13 Includes countries of Western and Eastern Europe.
14 Strong growth regions like Asia and South America are offset by moderate growth regions that have higher volumes of trips, resulting in a rise of 70 percent overall for U.S. overnight travel between 1990 and 2000.
15 International aviation airport pair, passenger, and departure information is derived from the U.S. Department of Transportation, Bureau of Transportation Statistics, Office of Airline Information, Segment T-100 and T-100F data. T-100F data cover foreign carriers operating in the United States. The T-100 and T-100F segment data include all traffic arriving at and departing from U.S. airports on nonstop commercial international flights. These data represent only nonstop service. Air carriers that operate aircraft with 60 seats or less are not required to file T-100 data (T-100F for foreign carriers).

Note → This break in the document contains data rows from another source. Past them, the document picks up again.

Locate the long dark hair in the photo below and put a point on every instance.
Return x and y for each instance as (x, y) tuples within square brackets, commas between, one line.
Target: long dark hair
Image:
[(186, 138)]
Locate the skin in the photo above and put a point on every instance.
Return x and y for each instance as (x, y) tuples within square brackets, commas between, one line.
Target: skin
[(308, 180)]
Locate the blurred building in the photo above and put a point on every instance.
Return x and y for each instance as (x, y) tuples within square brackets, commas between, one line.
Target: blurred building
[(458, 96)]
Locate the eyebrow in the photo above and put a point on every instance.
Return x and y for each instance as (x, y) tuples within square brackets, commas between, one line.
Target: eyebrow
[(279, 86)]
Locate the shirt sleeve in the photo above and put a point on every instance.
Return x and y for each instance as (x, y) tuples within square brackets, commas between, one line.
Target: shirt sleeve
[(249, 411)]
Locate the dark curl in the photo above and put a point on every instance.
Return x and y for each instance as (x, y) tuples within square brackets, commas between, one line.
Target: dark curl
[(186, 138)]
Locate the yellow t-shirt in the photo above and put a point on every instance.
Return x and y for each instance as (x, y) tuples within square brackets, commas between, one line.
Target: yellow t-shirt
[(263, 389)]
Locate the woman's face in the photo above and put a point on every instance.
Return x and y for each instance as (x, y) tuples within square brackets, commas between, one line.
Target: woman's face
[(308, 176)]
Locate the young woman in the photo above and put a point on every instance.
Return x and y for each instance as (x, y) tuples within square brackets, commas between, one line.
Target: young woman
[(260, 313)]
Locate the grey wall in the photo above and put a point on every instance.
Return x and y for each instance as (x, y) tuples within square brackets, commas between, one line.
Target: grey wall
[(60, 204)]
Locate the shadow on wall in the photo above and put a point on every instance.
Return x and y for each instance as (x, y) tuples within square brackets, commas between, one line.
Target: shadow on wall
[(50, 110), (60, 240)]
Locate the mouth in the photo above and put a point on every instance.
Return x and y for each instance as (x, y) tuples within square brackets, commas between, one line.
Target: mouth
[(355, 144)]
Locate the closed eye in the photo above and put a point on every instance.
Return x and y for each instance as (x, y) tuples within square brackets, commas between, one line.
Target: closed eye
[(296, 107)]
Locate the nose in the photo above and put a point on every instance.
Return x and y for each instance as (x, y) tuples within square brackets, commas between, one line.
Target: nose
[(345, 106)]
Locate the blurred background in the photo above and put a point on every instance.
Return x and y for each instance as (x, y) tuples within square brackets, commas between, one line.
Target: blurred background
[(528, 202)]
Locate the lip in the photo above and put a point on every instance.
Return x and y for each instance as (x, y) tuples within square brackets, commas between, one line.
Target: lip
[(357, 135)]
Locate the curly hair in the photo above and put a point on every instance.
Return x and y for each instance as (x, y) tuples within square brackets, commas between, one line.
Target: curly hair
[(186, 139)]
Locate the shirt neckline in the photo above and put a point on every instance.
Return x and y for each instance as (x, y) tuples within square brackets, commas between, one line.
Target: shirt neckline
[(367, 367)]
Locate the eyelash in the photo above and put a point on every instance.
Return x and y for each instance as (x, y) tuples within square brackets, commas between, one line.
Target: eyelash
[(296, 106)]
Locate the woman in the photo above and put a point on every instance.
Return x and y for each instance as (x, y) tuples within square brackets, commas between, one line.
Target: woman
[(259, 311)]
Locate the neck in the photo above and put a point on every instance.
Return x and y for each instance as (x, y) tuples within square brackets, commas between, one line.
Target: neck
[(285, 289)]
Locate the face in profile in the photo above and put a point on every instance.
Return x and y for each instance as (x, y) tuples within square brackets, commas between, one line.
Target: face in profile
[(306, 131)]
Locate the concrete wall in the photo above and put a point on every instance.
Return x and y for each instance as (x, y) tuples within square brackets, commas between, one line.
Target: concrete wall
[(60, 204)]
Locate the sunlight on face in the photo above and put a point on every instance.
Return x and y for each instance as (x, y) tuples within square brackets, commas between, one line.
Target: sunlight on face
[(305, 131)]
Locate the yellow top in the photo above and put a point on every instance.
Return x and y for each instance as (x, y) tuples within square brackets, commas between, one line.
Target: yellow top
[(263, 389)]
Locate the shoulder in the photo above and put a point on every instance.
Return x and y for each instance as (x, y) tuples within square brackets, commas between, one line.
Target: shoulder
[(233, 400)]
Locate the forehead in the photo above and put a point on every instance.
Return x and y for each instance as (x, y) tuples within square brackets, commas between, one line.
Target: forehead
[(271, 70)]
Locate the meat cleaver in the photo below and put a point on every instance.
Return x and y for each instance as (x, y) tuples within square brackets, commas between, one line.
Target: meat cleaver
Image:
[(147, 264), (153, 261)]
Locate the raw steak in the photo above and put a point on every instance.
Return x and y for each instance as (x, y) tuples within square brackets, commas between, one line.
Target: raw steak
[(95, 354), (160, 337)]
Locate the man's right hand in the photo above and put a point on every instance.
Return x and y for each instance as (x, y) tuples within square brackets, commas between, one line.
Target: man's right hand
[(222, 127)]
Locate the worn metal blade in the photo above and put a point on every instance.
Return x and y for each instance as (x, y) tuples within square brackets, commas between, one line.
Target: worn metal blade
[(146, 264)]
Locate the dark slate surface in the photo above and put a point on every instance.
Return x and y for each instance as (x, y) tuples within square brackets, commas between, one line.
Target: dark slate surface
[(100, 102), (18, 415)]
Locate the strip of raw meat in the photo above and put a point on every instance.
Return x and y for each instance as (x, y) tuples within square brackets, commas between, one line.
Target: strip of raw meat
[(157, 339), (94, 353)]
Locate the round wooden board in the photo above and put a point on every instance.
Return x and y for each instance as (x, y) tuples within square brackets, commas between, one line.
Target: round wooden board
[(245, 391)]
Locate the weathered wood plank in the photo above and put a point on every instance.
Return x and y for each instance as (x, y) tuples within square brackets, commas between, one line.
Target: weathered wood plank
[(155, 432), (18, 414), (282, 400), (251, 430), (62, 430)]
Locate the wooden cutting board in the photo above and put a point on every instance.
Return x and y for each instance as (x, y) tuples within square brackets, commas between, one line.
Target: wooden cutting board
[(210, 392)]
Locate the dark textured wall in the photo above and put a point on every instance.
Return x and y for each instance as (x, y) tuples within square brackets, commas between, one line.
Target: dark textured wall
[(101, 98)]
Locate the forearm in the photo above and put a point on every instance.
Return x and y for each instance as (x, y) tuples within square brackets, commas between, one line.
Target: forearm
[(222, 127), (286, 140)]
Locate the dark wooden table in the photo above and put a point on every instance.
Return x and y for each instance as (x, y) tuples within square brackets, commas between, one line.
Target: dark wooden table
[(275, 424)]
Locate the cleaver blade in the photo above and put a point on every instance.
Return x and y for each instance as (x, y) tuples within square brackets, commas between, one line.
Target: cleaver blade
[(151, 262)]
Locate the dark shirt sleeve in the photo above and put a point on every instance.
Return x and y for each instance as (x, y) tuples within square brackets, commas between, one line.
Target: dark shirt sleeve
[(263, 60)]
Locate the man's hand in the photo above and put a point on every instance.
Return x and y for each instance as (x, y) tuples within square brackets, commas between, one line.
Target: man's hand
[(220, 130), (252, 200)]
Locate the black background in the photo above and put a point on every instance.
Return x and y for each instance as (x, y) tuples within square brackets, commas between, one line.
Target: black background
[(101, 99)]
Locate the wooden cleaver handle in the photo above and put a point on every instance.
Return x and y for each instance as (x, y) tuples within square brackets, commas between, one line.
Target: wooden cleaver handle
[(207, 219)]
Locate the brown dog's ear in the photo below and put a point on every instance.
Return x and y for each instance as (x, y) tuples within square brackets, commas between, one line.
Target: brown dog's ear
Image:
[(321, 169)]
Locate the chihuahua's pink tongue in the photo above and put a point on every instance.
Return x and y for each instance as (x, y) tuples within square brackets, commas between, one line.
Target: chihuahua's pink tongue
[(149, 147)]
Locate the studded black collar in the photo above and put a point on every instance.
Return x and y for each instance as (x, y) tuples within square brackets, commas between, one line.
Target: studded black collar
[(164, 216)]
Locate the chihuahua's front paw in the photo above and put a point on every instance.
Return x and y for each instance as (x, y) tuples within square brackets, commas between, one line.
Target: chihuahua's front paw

16 International passengers are residents of any country traveling nonstop to and from the United States on U.S. and foreign carriers that operate aircraft with 60 seats or more.
17 Argentina also experienced trip growth stagnation in 1994 and 1995 due to its economic troubles.
18 These estimates are based on survey data. Trip purpose will not sum to 100 because the survey allowed travelers to report more than one purpose or no trip purpose at all (see USDOC ITA 2001a).